Pero a mí qué me importa. Nadie me visita jamás: no tengo novia, ni amigos, ni parientes cercanos. Estoy solo en el mundo: por suerte. Entonces dejo los zapatos tirados en el piso, y el saco y el pantalón desparramados sobre las sillas. Lavo los platos cuando me acuerdo.

El aspecto general del departamento es de abandono y de suciedad. Y allí, en la calle Humboldt, yo me dedico a ser desdichado, me entrego a una suerte de anulación de mí mismo. Paso las horas sin saber qué hacer. Nunca quise comprar televisor. A veces enciendo la radio, cualquier estación, cualquier programa, o, en realidad, no oigo nada, simplemente la radio está encendida, yo no le presto atención, pienso en otra cosa, o no pienso en nada. Ésta es mi vida de siempre.
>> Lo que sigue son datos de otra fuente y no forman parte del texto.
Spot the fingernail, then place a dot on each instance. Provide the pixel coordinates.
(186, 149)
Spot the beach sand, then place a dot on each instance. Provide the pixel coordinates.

Eternamente, sobre la única mesa hay una máquina de escribir. Es una Remington Rapid-Riter, modelo 1960, y recuerdo que el insigne profesor Carlos Conforte —sabio en lenguas muertas y vivas, nacientes y moribundas, y doctor en la ciencia universal— tuvo a bien, en su momento, objetar la grafía Riter, sosteniendo que, así escrita, esa palabra no pertenecía a ningún idioma. Vos conocés bien esa máquina: es grande, gris, cuadrangular, pesada y metálica, y de excelente calidad. Hace casi treinta años que está conmigo: yo la compré deliciosamente flamante en la misma casa Remington, hoy desaparecida.

Esta máquina constituye el recuerdo permanente de mi pertinacia y de mis derrotas; con ella pasé en limpio mis cinco fallidas obras de teatro. Y después del inútil entusiasmo dejé de usarla por completo: nunca más volví a tener ni ideas ni ganas de escribir.

Una capa de polvo cubría la funda gris que, a su vez, protegía la máquina. Quité la funda y la dejé caer en el piso. Durante años he hurtado de la oficina, diariamente, pequeñas cantidades de hojas sin membrete de tamaño oficio y de tamaño carta; como nunca escribo nada, se ha producido la acumulación de —calculo— más de veinte mil hojas, entre ellas aproximadamente un millar de hojas celestes y delgadísimas —las llamadas manifold— que, en otra época, se usaban en la empresa como duplicados de las cartas enviadas. Papel para escribir no me faltaba. Tomé dos hojas de tamaño carta de las comunes y, entre ellas, coloqué un papel carbónico. Como si, una vez más, me dispusiera a escribir De Compras / a / Planta, inserté los tres papeles en el carro de la máquina.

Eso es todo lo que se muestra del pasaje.